There should be more teachers like Christine Leigh in the world, it would be a better place.
| Polina Sidorov – Human Biology Professor
Polina Sidorov was born and raised in Russia, but came to America to get her higher education. She then permanently moved to the US in her late 20s to start her teaching career here at Central University. At first she struggled to find her place here, but soon enough was one of the more respected professors in the science division. She is now the lead Biology instructor, mostly taking the Human Biology classes as her own and assigning the rest to the others.
When I started my medical studies here I knew I would have to take a number of starter classes before getting to the things I really wanted to know. One of the class sets I had to sit through were the Human Biology series taught by Polina Sidorov. I went in not expecting much and planned on just sitting through them to get the grades needed, but they ended up being some of the best experiences I have ever had here.
She has an almost magical way of speaking, where her accent makes the English words seem to hold more power, which keeps you listening intently while the understanding sinks in. She is also a master of not only speech, but fantastic demonstrations and experiments that seem to put you right in the middle of the subject she is teaching.
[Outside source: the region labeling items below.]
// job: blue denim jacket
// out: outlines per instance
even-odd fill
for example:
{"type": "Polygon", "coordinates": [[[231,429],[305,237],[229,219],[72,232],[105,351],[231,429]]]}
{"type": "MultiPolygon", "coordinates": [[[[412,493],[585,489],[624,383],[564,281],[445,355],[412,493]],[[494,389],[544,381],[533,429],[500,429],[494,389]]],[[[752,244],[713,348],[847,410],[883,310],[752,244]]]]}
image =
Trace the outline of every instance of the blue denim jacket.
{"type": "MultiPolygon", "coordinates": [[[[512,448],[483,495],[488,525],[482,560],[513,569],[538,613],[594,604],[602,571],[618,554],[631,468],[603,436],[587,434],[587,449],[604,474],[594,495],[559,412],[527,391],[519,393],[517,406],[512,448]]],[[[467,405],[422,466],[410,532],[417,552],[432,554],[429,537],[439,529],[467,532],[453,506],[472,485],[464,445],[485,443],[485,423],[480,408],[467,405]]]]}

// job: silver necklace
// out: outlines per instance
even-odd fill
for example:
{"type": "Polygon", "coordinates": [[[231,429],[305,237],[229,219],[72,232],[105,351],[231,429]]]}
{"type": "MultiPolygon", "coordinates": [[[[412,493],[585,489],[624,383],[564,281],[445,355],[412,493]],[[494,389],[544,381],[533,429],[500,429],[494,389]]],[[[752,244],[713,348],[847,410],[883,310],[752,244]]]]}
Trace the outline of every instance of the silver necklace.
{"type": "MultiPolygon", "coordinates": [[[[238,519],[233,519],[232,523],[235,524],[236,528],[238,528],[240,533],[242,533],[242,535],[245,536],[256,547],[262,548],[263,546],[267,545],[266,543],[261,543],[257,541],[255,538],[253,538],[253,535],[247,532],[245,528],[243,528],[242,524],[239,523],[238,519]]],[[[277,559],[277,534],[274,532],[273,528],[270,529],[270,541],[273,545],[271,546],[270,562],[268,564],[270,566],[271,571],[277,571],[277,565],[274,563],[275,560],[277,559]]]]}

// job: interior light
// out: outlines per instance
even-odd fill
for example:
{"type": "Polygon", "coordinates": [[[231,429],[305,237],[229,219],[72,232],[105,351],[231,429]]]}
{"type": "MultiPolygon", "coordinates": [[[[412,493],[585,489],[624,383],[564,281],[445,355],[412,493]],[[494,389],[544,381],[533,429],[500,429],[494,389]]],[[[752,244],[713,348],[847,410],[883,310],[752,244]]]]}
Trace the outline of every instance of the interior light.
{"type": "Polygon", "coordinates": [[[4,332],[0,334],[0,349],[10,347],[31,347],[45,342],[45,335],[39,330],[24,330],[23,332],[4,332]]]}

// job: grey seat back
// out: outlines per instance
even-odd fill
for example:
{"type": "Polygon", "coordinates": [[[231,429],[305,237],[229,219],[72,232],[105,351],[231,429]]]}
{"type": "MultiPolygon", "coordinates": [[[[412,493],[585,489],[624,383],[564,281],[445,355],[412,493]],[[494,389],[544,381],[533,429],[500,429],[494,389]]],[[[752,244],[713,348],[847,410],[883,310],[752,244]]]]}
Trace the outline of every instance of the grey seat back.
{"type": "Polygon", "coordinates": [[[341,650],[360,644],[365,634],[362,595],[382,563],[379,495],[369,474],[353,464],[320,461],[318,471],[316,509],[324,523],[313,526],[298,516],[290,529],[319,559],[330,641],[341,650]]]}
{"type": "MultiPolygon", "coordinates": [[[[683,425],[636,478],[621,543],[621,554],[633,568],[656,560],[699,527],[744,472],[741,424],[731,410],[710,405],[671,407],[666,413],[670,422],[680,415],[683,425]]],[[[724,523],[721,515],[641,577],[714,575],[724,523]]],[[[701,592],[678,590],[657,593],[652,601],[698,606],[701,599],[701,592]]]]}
I can't imagine how I could have learned more than I did in her classes without actually living inside her head.
If any teacher here at CUNT deserves the honor of having a staff spotlight about them, Polina Sidorov does. She is the one who made me see there was more to biology than just the meat and bone I was going to working on as a doctor. There was a life inside it that I had to protect.
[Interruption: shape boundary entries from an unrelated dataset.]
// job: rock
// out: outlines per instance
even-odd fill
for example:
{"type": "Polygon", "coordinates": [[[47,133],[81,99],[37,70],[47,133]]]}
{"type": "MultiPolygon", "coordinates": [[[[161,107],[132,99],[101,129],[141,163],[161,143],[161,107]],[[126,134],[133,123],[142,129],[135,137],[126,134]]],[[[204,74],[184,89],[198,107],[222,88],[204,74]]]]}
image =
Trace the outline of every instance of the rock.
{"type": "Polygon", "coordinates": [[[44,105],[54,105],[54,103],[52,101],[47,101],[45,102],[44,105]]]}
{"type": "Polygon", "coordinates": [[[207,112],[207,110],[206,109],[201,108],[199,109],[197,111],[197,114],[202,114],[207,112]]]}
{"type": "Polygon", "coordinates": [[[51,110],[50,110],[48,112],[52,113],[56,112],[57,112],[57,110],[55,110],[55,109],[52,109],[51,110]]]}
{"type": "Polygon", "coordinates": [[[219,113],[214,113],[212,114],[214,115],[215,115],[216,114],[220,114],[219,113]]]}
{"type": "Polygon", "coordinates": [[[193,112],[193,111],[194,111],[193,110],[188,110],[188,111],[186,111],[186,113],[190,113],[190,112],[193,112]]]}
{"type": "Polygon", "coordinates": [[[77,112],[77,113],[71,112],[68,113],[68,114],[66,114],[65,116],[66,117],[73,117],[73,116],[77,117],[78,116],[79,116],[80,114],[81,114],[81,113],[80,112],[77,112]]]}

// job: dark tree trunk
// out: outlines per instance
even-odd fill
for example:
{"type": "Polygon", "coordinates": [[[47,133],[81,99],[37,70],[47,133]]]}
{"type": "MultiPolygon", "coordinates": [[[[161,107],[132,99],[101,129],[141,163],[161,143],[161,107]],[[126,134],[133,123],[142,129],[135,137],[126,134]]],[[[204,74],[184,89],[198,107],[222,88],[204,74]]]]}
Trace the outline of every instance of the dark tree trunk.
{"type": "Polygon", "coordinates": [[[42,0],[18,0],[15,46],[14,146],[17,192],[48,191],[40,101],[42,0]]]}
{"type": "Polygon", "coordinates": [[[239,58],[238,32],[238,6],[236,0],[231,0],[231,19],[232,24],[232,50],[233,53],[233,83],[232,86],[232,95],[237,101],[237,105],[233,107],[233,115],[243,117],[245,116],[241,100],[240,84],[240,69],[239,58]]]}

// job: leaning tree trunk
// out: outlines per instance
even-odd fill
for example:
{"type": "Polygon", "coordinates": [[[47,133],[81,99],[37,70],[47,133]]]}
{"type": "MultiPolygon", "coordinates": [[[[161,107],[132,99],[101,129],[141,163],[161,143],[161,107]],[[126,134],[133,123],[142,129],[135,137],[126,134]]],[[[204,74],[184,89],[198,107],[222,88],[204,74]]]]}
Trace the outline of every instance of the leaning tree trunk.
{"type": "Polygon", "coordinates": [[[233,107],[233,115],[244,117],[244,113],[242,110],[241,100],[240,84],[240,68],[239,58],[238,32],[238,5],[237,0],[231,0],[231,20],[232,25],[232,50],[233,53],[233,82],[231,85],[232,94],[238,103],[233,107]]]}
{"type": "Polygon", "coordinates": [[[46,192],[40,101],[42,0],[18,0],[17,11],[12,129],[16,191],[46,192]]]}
| Larissa De Cotis – Modern History Professor
Larissa De Cotis has always loved history and current events, watching the world news on a daily basis since she was in her early teens. It was no surprise that she followed the interest into her college years, focusing on modern history and social studies related programs. After graduation she spent several years working for the state department, mostly writing reports and making suggestions about the correct courses of action to take in numerous international situations. Eventually she turned her back on the job when she saw that not only were none of her suggestions ever followed, but the old boy's network was permanently stuck in the same rut it had beeen in since before she was born.
Knowing that her limited area of expertise was going to be of little use on the open job market she started to look at a career in teaching. At first she tried her hand at high school, but found it nearly impossible to deal with not only the out of control students most public schools contained, but also the backwards way the school board system ran things. So she started to look around at private school and university positions. That's when she stumbled across Central University and applied for an open position.
As one of the newest members of the History and Geography Department, she has only been teaching at Central University for three years, but is already highly regarded by her peers. They have nothing but good things to say about her and all of them foresee her one day being the head of the department if she keep up the good work after she achieves tenure. Even the current head of the department says he's pretty sure she would be right up there for consideration when he finally steps down (although he's not planning to do so any time soon).
The main reason she has been so highly regarded as of late is due to her work with the most difficult of classes. Rooms full of troublemakers and entitled youths are usually impossible to get through to, but she managed to get them not only to study, but actually have competitive scores on their academic tests. She is modest about the achievement, simply saying her Incentive Program was a lucky success, but the results speak for themselves.